TBMM Balıkçılık ve Su Ürünleri Komisyonu, AK Parti İstanbul Milletvekili İsmail Emrah Karayel başkanlığında toplandı. Balıkçı barınaklarının sorunlarının ele alındığı komisyonda, Tarım ve Orman Bakanlığı, Balıkçılık ve Su Ürünleri Genel Müdürlüğü, Ulaştırma ve Altyapı Bakanlığı, Çevre, Şehircilik ve İklim Değişikliği Bakanlığı, Sahil Güvenlik Komutanlığı, İçişleri Bakanlığı ve TÜBİTAK'tan temsilciler sunum yaptı. Komisyonda sunum yapan Balıkçılık ve Su Ürünleri Genel Müdürü Mustafa Altuğ Atalay, balıkçı barınaklarının, tarım sektöründen ayrılan bütçeyle Ulaştırma ve Altyapı Bakanlığı tarafından imal edilen, inşaatı yapılan balıkçı gemilerinin barındığı, saklandığı, avlanan ve yetiştirilen su ürünlerinin karaya çıkarıldığı, tüm deniz araçlarının sığınabildiği yerler olduğunu söyledi. Balıkçı barınağının, en az avlanma yapılan tekne kadar önemli olduğunu vurgulayan Atalay, Türkiye'deki balıkçı barınaklarının yüzde 30'unun Doğu Karadeniz'de, yüzde 28'inin Marmara'da, yüzde 21'inin Ege'de, yüzde 6'sının Akdeniz'de, geri kalanının da Van ve Eğirdir gölleri gibi iç sularda yer aldığını belirtti. Atalay, 16 ayrı kanunun balıkçı barınaklarını ilgilendirdiğini, bu kanundan yetki alarak çıkarılan balıkçı barınakları yönetmelikleriyle barınakların idare edildiğini söyledi.

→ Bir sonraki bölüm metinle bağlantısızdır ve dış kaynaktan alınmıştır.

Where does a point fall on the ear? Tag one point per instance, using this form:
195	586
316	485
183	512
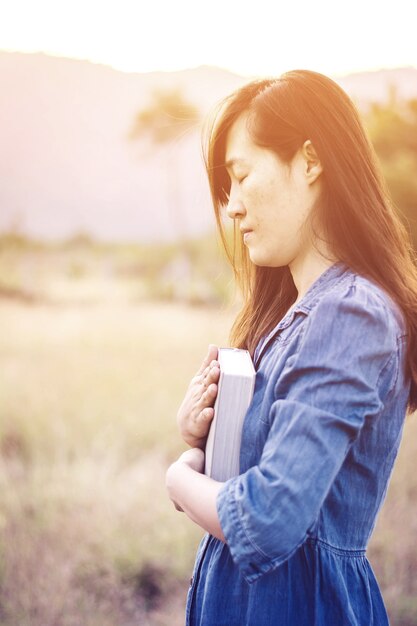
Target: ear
313	167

'YÜZDE 50'SİNİN İMAR PLANI YOK'
Doğu Karadeniz'de 750 metrede bir balıkçı barınağı bulunduğuna; Akdeniz ve Ege'de ise 30-40 kilometrede bir barınağın olduğuna dikkati çeken Atalay, "Ülkemizde bizim kayıtlarımızda 384 balıkçı barınağı var. Farklı kurumlarda bu rakam 400'e kadar çıkabiliyor. Resmi balıkçı barınağı olmasa da genel araştırmada balıkçı barınağı statüsünde olmayan yapılarda da balık çıkarılabildiği için barınak olarak görünüyor" dedi.

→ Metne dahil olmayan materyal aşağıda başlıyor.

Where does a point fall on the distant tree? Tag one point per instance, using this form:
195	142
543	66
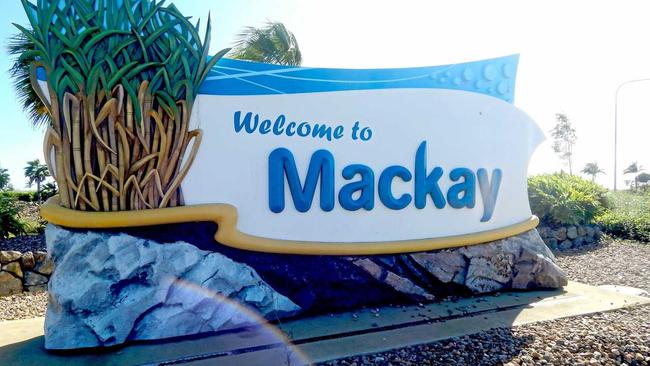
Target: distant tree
634	168
36	173
4	179
21	48
49	189
273	43
643	178
564	137
593	170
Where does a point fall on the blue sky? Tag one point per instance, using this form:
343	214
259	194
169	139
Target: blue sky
573	56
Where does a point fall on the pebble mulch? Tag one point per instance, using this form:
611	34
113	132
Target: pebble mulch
620	337
614	263
23	306
24	243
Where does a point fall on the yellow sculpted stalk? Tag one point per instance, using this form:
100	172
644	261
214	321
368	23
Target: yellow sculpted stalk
121	82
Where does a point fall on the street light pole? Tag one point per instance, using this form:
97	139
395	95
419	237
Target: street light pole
616	122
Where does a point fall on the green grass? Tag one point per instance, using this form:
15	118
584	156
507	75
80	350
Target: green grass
628	217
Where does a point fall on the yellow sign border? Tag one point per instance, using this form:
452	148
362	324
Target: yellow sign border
225	216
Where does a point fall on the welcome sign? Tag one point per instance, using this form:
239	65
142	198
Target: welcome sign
336	161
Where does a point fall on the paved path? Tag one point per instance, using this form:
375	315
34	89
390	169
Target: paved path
322	338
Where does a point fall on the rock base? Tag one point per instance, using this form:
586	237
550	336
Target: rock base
157	282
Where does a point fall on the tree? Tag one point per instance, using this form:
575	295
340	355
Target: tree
564	137
593	170
643	178
36	173
272	43
49	189
4	179
20	46
634	168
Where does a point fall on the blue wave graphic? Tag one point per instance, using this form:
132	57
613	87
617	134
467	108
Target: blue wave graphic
494	77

Balıkçı barınaklarının sorunlarına da değinen Atalay, imar planının balıkçı barınakları için en önemli sorundan biri olduğunu kaydederek, "Yaklaşık yüzde 50'sinin imar planı yok. Çok eskiden yapılmış ve balıkçı barınağı olarak kullanılmış yerler var. İmarı almaya çalışıyorsunuz ama tapu kayıtlarında o yerin bir kısmının vakıflarda, bir kısmının özel şahıslarda olması gibi durumlar olabiliyor. İmarı olmayınca da nerede başlayıp nerede bitiyor, sınırını tespit etmek zor oluyor" diye konuştu.

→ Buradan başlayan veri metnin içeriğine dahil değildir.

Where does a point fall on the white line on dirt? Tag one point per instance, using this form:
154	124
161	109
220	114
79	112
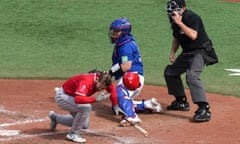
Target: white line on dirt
31	135
9	132
24	122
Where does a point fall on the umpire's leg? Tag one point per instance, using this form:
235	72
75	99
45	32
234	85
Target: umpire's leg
172	75
193	80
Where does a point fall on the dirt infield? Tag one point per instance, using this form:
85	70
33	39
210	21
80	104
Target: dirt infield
24	106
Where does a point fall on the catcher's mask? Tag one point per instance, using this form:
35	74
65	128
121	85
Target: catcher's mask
174	5
131	80
119	25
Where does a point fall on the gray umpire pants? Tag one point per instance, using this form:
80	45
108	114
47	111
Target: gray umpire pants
79	113
193	65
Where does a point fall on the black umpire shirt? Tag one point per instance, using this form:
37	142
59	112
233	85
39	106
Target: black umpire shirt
193	21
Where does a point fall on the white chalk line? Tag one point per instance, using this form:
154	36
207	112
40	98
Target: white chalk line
21	136
119	139
24	122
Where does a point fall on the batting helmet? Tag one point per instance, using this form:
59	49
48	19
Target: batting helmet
131	80
121	24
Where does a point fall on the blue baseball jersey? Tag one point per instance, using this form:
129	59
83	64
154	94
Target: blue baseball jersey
126	50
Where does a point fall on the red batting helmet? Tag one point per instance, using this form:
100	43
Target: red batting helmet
131	80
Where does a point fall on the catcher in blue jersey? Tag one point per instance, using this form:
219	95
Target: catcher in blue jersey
126	57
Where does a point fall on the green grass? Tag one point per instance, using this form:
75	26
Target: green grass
55	39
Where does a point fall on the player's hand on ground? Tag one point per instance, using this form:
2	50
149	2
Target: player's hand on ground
118	110
102	97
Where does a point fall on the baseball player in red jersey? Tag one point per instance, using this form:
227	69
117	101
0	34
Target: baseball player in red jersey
74	96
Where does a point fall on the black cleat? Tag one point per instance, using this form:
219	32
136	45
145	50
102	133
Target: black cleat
202	115
180	106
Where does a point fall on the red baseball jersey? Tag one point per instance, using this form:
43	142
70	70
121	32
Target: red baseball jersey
82	86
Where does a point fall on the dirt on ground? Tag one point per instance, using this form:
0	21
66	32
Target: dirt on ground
24	106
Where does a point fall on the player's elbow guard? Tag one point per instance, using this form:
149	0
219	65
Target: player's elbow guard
114	69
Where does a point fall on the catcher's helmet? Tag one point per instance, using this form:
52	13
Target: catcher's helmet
121	24
174	5
131	80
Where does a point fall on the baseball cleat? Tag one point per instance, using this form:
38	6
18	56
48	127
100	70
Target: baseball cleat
153	105
130	120
179	106
56	89
75	138
202	115
53	123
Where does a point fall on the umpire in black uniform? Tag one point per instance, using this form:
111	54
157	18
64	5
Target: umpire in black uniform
189	33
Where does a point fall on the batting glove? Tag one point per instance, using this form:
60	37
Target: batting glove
118	110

'YÜZDE 70'İNİN BAKIM VE ONARIMA İHTİYACI VAR'
Balıkçı barınaklarının yüzde 70'inin bakım ve onarıma ihtiyacı olduğunu belirten Atalay, "Geçen hafta sonu çıkan fırtına ile bu rakam misliyle arttı. Türkiye'nin üç bir tarafına yayılmış 400 balıkçı barınağımız var. Karadeniz gibi bir yerde balıkçılık yapacaksak barınağa ihtiyaç var. O dalgalar, akıntılar kumu taşıyor. Her sene bunların bakıma, derinleştirilmesine ihtiyaç var. Ulaştırma Bakanlığı elinden geldiğince yetişmeye çalışıyor ama dünyanın hiçbir tarafından böyle bir altyapı yok" dedi.
'KANUNİ DÜZENLEMEYE İHTİYAÇ VAR'
Atalay, barınakların kiralanmasının da önemli bir sorun olmaya başladığını, bazı bölgelerdeki balıkçı barınaklarının 'bölgenin önde gelenlerine' kiralandığına dikkat çekti. Atalay, "Bazı yerlerde balıkçı barınakları doktorlara, avukatlara, sporculara kiralanmaya başlanmış. Böyle bir altyapı oluşmuş. Bu sorunları biliyoruz, farkındayız, üzerine de gidiyoruz. Mümkün olduğu kadar çözmeye de gayret ediyoruz. Balıkçı barınaklarıyla ilgili kamuoyu algısını değiştirmek gerekiyor. Vatandaşın balıkçı barınaklarını restoran, dam, yat bağlama yeri olarak kullanma talepleri artık talepten ileri gitti, bir baskı unsuru olarak kullanılmaya başlandı. Balıkçılıkla ilgili en önemli problem balıkçı barınaklarıdır. Biz denetimi kuvvetli şekilde yapabilirsek zaten küçük balığı da yasa dışı avcılığı da kayıt dışılığı da engelleriz" ifadelerini kullandı.
Atalay, Batı Karadeniz'de etkili olan sağanak ve fırtına sonrasında oluşan hasara ilişkin de "Fırtına devam ederken arkadaşlarımız bize rapor vermeye başladılar. Kayıpların envanterini tutuyoruz. Müstakil Balıkçı Barınakları Kanunu çıkması gerekiyor. Bir kanuni düzenlemeye de ihtiyaç var. Bunlar tek kanunda toplanması büyük bir kolaylık sağlayacaktır" dedi.